Liverpool agree sale but legal battle looms

MANCHESTER, England, Oct 6 (Reuters) - Liverpool's board has agreed to sell the club to the owners of baseball's Boston Red Sox but the fate of England's most successful football team could yet be decided in court as an ownership dispute rages on.

The Premier League club said on Wednesday they had accepted a 300 million pounds offer from New England Sports Ventures (NESV) but the deal is being complicated because they are facing a legal challenge from their current owners.

Americans Tom Hicks and George Gillett sought on Tuesday to replace two members of the five-man board with their own people in a final bid to retain control.

Hicks and Gillett also confirmed their commitment to selling Liverpool but said the current offer "dramatically" undervalued the club.

"The board has been legally reconstituted and the new board does not approve of this proposed transaction," a spokesman for the owners said.

The proposed deal's price tag of 300 million pounds includes 200 million in writing down all acquisition debt and taking on additional working capital debts and other liabilities.

The club's American owners would also not have been happy to hear that a sale to NESV has the support of Liverpool's major creditors Royal Bank of Scotland (RBS), according to a source familiar with the situation.

Liverpool chairman Martin Broughton said he was disappointed the current owners had "tried everything to prevent the deal from happening" but added the potential new owners were the best people for the job.

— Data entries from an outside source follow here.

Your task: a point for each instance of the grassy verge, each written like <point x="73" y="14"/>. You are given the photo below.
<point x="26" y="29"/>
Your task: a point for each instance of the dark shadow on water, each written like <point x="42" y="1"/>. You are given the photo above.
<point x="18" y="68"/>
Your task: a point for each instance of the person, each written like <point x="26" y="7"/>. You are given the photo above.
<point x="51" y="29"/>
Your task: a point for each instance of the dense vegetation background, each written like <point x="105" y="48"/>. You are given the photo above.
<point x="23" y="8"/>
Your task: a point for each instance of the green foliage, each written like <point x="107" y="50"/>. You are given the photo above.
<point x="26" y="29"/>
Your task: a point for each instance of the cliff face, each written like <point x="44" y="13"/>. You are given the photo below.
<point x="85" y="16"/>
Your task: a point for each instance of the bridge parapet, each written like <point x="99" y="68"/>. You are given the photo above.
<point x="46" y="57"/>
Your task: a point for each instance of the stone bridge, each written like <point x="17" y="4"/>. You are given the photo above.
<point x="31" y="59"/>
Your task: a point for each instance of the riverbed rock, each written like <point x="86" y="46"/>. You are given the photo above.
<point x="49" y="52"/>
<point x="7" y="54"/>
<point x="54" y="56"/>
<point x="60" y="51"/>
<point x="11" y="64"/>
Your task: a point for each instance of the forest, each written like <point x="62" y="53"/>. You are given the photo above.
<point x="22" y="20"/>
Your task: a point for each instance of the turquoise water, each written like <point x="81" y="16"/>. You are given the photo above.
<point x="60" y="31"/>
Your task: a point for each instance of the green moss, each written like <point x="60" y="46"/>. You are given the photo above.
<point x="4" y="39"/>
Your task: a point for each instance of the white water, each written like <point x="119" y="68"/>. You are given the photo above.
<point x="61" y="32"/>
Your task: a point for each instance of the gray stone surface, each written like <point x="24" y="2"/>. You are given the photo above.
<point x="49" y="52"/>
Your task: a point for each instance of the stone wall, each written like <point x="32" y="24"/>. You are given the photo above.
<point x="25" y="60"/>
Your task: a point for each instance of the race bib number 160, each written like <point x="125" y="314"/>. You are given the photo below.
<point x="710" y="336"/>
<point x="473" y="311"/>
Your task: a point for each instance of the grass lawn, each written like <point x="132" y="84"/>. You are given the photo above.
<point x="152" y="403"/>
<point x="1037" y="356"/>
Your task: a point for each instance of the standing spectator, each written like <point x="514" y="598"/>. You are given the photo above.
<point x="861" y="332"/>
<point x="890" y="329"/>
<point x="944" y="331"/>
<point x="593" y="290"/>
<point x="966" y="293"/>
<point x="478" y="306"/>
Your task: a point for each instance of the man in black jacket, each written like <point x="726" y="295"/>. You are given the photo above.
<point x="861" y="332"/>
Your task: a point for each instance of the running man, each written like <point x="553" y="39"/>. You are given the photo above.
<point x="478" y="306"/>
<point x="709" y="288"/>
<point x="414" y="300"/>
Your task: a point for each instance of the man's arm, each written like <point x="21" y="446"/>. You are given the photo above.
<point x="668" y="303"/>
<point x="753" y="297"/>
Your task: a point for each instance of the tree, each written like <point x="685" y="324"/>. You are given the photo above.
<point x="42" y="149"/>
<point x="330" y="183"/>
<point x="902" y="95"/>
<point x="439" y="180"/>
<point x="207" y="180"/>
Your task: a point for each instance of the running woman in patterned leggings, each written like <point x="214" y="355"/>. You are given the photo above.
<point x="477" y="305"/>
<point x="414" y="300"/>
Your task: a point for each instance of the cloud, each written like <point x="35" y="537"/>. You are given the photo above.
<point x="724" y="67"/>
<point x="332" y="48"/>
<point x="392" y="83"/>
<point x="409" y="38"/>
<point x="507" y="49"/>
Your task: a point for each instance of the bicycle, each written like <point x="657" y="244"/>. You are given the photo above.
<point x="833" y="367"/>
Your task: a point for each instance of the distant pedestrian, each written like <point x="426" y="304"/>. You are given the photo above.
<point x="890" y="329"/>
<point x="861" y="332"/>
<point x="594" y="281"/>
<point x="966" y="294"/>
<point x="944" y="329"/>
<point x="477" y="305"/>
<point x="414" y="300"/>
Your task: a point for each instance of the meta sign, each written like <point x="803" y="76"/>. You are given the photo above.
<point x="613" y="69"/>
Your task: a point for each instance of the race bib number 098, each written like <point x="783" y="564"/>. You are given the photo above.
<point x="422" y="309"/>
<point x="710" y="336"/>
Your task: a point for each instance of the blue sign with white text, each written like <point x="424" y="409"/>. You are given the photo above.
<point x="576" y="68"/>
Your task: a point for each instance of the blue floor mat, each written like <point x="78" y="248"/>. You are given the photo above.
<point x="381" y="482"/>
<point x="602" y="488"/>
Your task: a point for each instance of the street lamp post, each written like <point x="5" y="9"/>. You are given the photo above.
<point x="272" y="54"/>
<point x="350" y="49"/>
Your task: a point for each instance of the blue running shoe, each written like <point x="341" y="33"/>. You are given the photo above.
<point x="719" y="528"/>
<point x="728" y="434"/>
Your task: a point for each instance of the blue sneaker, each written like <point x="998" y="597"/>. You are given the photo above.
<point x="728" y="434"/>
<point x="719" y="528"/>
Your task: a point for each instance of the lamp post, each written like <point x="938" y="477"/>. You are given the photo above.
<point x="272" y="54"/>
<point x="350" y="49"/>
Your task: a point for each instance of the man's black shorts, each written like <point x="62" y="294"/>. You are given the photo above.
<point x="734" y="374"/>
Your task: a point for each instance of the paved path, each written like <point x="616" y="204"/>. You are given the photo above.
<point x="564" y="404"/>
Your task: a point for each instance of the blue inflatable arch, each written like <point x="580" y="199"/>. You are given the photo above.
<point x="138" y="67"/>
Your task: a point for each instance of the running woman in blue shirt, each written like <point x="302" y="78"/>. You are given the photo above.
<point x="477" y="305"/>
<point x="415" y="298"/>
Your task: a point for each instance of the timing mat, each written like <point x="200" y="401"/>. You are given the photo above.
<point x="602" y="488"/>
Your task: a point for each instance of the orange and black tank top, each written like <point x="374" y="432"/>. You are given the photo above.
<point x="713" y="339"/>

An NESV statement said it wanted to "stabilise the club and ultimately return Liverpool FC to its rightful place in English and European football, successfully competing for and winning trophies".


Hicks and Gillett bought the Merseyside club in February 2007 for 218.9 million pounds and have been unpopular with fans for burdening it with debt, leaving little money for transfers.

Fans have held many protests calling for their departure, blaming the club's worst start to a season for more than half a century on a lack of new players, but they still struck a note of caution.

"We've heard all these promises before and it amounted to very little," James McKenna, a representative of the Spirit of Shankly supporters group, told Reuters.

Broughton sought to allay such fears, saying NESV wanted to create a 60,000-seater stadium in a "short timetable" - be it a new ground or an expansion of Anfield - and pointed to their track record with the Red Sox.

"NESV's philosophy is all about winning and they have fully demonstrated that at Red Sox," he said, referring to the two World Series the team won in 2004 and 2007 after an 86-year wait. The first title came two years after the takeover by NESV, headed by multi-millionaire John W. Henry.

The Liverpool deal will require Premier League approval, which could come by Friday, but the legal dispute is the main issue.

"The legal battle is critical," said Wyn Grant, professor of football economics at Warwick University. "If the NESV deal doesn't go through RBS may ultimately intervene."

The 18-times English champions have picked up just six points from seven games this season.